Why should Samsung care about what Apple thinks? Other than the legal issues, Apple is one of Samsung’s biggest customers.
Not for phones, but Apple is one of Samsung’s biggest components customers. Samsung makes all sorts of phone and tablet components: CPUs, RAM, flash memory, displays, and more, and Apple buys them
The iPhone 4, for example, is 25% from Samsung components. Apple sells a lot, so that means a lot of business for Samsung.
The iPhone/Galaxy battle is a win/win for Samsung, and they would like to keep it that way.
Let’s go over the design details and the ‘not to do’ list above and see what’s happening with the S3.
A rectangular product shape…
“A rectangle is a plane figure with four straight sides and four right angles.”
Putting the the GSIII inside a rectangle you will see that it is not totally one. Mainly referring to sides, corners in next section.
A rectangle needs to have parallel sides; the GSIII sides are not straight nor parallel.
The outmost part is about 1/3rd of the way down, with serious curves leading to the top and bottom. So it’s very much not a rectangle, or a rounded rectangle, or even horizontally symmetrical.
…with all four corners uniformly rounded;
Notice the difference in outlines between the top and bottom parts, so not uniform!
The front surface of the product dominated by a screen surface with black borders
Having a giant screen on the front is kind of unavoidable. The only colors available though, are white and dark blue. Neither of those colors are black. The lawyers can sleep easy.
Substantial black borders above and below the screen having roughly equal width
Apple’s use of “roughly” is really obnoxious, but, the top and bottom borders are not the same size by a good amount just for that.
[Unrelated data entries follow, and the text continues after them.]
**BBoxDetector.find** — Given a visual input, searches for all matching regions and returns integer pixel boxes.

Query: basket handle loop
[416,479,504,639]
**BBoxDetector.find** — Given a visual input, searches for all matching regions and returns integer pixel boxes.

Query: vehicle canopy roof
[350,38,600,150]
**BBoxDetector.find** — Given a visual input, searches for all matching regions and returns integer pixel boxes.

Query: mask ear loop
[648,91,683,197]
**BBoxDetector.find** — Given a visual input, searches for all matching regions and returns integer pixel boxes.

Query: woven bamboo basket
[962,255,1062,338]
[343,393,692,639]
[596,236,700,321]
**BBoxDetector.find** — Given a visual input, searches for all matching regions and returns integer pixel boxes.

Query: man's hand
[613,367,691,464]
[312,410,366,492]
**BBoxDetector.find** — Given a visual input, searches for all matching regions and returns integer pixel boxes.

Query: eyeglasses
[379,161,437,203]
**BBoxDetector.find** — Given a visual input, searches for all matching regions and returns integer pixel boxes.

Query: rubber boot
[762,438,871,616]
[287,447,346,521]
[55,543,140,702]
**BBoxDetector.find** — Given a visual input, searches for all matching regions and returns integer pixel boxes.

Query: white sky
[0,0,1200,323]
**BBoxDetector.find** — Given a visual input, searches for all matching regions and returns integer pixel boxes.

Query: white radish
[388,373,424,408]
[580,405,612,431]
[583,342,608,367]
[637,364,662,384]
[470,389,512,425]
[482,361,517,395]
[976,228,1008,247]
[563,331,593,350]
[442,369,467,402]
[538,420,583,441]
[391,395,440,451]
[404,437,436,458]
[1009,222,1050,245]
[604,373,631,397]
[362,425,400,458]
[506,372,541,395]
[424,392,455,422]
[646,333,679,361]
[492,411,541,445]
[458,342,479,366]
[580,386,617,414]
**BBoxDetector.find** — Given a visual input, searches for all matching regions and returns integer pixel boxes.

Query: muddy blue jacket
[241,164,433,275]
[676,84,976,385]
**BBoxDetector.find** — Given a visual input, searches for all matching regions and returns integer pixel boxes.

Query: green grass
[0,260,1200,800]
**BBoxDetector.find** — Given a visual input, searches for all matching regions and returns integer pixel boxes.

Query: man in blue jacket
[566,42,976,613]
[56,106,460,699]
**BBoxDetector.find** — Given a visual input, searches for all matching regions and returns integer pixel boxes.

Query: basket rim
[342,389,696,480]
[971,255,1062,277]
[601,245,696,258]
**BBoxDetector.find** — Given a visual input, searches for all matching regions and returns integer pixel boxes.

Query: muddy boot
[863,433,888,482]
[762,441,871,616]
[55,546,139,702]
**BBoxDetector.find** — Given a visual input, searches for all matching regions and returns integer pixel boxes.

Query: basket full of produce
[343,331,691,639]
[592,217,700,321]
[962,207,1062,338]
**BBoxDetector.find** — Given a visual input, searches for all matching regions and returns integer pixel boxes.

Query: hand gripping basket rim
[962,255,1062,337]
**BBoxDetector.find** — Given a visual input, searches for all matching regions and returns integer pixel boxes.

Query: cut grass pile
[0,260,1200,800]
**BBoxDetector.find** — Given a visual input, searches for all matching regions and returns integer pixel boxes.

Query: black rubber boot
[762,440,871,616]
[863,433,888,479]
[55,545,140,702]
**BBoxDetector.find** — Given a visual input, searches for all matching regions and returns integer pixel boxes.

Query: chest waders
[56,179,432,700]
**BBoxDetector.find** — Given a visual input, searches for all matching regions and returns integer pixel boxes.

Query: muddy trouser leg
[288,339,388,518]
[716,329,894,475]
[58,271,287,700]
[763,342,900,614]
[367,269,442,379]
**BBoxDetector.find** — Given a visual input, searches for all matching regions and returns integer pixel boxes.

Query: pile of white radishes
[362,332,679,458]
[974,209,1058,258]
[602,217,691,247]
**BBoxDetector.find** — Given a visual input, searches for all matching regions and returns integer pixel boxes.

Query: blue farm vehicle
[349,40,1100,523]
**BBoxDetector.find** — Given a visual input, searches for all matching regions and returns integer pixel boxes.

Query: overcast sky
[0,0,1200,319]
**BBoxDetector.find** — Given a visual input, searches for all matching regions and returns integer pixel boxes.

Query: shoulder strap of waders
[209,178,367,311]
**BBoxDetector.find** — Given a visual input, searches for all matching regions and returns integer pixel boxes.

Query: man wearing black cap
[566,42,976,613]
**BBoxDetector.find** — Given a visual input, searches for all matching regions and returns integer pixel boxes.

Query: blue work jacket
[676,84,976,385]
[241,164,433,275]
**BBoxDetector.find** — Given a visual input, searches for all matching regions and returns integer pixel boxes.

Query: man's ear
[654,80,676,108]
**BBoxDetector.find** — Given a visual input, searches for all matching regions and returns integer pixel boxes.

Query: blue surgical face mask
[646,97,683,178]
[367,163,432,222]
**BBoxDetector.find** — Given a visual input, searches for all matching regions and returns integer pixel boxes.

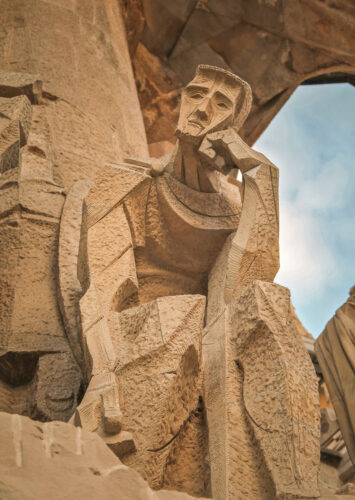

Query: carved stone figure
[0,76,82,421]
[59,65,319,500]
[315,286,355,464]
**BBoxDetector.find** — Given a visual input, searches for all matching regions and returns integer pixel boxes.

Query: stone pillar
[0,0,148,420]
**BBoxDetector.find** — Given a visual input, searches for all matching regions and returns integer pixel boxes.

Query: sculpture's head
[176,64,252,144]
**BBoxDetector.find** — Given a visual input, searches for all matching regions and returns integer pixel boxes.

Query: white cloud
[276,202,336,306]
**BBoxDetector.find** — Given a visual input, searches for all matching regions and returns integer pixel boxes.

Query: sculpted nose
[196,99,210,121]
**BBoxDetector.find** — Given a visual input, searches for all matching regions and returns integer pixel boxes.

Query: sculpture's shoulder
[85,162,152,227]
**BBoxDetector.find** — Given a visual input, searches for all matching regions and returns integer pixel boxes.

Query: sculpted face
[176,68,242,144]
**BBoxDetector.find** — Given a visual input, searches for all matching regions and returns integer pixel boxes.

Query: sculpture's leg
[203,282,319,500]
[110,295,208,495]
[33,350,81,421]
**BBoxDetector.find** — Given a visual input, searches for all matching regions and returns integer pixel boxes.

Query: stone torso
[129,174,241,303]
And they’re not black!
a metallic surround framing the perimeter of the top surface;
This is about the only thing that’s actually done from the list….but as mentioned earlier, it’s not any one item that will cause trouble, but the combination of them.
a display of a grid of colorful square icons with uniformly rounded corners
The Galaxy S(left) put colorful, square backgrounds around all of its icons. This was stopped with the SII, and the SIII as well.
a bottom row of square icons (the “Springboard”) set off from the other icons and that do not change as the other pages of the user interface are viewed.
On the Galaxy S I and II, (left and center, respectively) the dock stuck around when you entered the app drawer. On the SIII (right), the dock was removed. It’s there when you scroll through home screens, but it goes away when you enter the app drawer.
So the SIII seems like a 100% lawyer-approved phone before being design-approved. Will this less aesthetic phone cause less sales? maybe.
But it’s probably worth it for Samsung. This won’t piss off one of their biggest customers.